Special places for wildlife

The County Wildlife Sites system: wiggly lines on maps, a coded filing system and computers churning out information; it sounds dull and seems far removed from our wildlife heritage. However, the system is an important and valuable "tool" that underpins many aspects of our conservation work. Victoria Whitehouse explains further....

The Trust is currently running an appeal to raise funds which are urgently needed if habitats such as coastal dunes are to be protected through the County Wildlife Sites system. If you have not done so already, please read the appeal letter carefully and give generously to save Cornwall's best places for wildlife.

Photo: M Wall

Outside of statutorily protected sites (Sites of Special Scientific Interest and Special Areas of Conservation), County Wildlife Sites are Cornwall's most important areas for biodiversity. There are around 350 of them, covering eight per cent of the land area (30,000 hectares), which contain the full array of Cornish habitats from coastal cliffs and heaths to inland moors, wetlands and ancient woodlands.

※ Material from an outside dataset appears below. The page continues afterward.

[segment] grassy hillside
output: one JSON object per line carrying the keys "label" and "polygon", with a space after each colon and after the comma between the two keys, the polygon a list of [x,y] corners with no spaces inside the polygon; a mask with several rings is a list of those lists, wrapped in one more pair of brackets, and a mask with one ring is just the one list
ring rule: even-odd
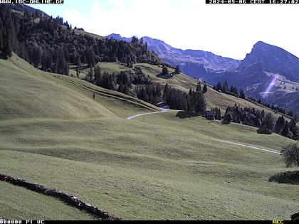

The County Wildlife Sites system was established by the Trust in the early 1980s. It is the mechanism by which the Trust designates sites and stores site data. Site boundaries are held on a Geographical Information System (GIS), while site data are held in paper format and species records are stored on a computer database. The system is managed by ERCCIS, hosted by the Trust.

The Trust's use of the County Wildlife Sites system has facilitated several landmark achievements for wildlife protection in Cornwall. For example, at Newlyn Downs the Trust objected to the development of the site as a waste transfer and recycling station because it was a County Wildlife Site and further surveys showed that it was the best Dorset-heath-dominated heathland in the county. The development did not go ahead and the area has now been afforded statutory protection - and recognition of its Europe-wide significance - as a Special Area of Conservation.

Now one of the Trust's flagship nature reserves, Cabilla and Redrice Woods, an ancient semi-natural woodland, was under threat from inappropriate planting
with coniferous trees. Its designation as a County Wildlife Site helped the Trust prevent this damaging activity. A few years later, the Trust was able to purchase this wonderful site as a nature reserve.

Through providing a focus for our nature conservation activities, the County Wildlife Sites system was invaluable in developing and implementing a major conservation advisory project - the Dorset Heath Project. This used the system to identify areas of internationally important heathland supporting the rare Dorset heath plant. A countryside adviser was employed to advise County Wildlife Site owners in the target area. This resulted in the establishment of long-term sustainable management programmes for these sites and provision of funding to landowners for this work through the Countryside Stewardship Scheme.

With major achievements such as this the Trust should be proud of its system for the protection of Cornwall's Wildlife Sites but, as is often the case, more must still be done. To ensure that our advisory and policy work continues to be effective, the system should be regularly updated, sites should be re-surveyed and our data management systems must be adequate. Of course this means more lines on maps, more computers crunching data and more time spent indoors feeding the data to the computers. However, when the benefits are real and significant for Cornwall's wildlife this is surely a task worth continuing.